If your only tool is a hammer...

August 2008 - Posts

Red Gate will take over development of Lutz Roeder's .NET Reflector

I just received a newsletter from Red Gate, and nestled in the headlines was this interesting tidbit. If you haven't heard of .NET Reflector, it's one of my favorites, and I encourage you to check this invaluable tool out. It's what you reach for when you have to know what's going on inside that assembly but don't have the source.

Here's the announcement on Red Gate's site: http://www.simple-talk.com/opinion/opinion-pieces/the-future-of-reflector-/

James Moore who is the general manager of .NET Developer Tools at Red Gate states:

“I think we can provide a level of resources that will move the tool forward in a big way.  The first thing we are doing is continuing to offer the software to the community for free downloading.  The second thing is giving our product management and usability teams the task of going out into the community to get suggestions on how we can make this amazing tool even better."
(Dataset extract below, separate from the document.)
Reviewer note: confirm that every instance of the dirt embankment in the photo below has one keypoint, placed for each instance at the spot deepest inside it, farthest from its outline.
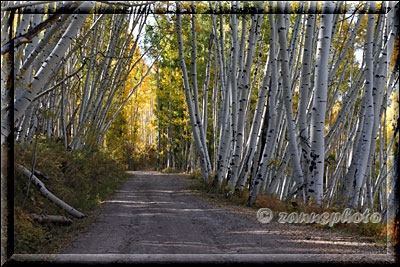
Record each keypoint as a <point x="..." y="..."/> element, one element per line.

I'm hopeful that Red Gate won't mess anything up. I've been using their ANTS profiler for years, and more recently discovered their wonderful SQL tools, and they are all excellent. For now they've promised to continue to give it away for free, but you know there will need to be some way to make money coming.

Subversion 1.5.1 Windows install is available

I've been working on a presentation for our next User Group meeting on Continuous Integration, and wanted to set up a local Subversion server.  Of course I wanted to use the latest and greatest versions of everything. So I've been checking back daily for the appearance of the installer for Subversion 1.5.1 for Windows.  Setup-Subversion-1.5.1.en-us.msi showed up on August 15, 2008.

You can find it on the Subversion download site  When you couple this with the latest TortoiseSVN you are cookin' with gas!

I found this CoDe Magazine article by Rick Strahl very helpful for setting things up initially. Setting Up and Running Subversion and Tortoise SVN with Visual Studio and .NET

Automatic Properties Work in .NET 2.0

This was sort of an accidental discovery, I'm not the first to stumble on it, but it doesn't seem to be widely known. A colleague of mine asked me about an interesting behavior he noticed after switching to Visual Studio 2008.  He was still targeting the .NET 2.0 framework, but noticed the automatic property feature worked.

Automatic properties are where you can just say

public string SomeProperty { get; set; }

The compiler provides the backing field and implements the get and set for you. It's a very nice shorthand syntax for a common pattern. We were all under the impression that it was a new C# 3.0 language feature and could only be used if you targeted version 3.5 of the .NET Framework. After searching around for why it was still working on a .NET 2.0 app, I found many who verified what we were seeing. Indeed it does work, because it's a compiler feature, and 2008 uses the latest compiler even if you are targeting 2.0. Cool.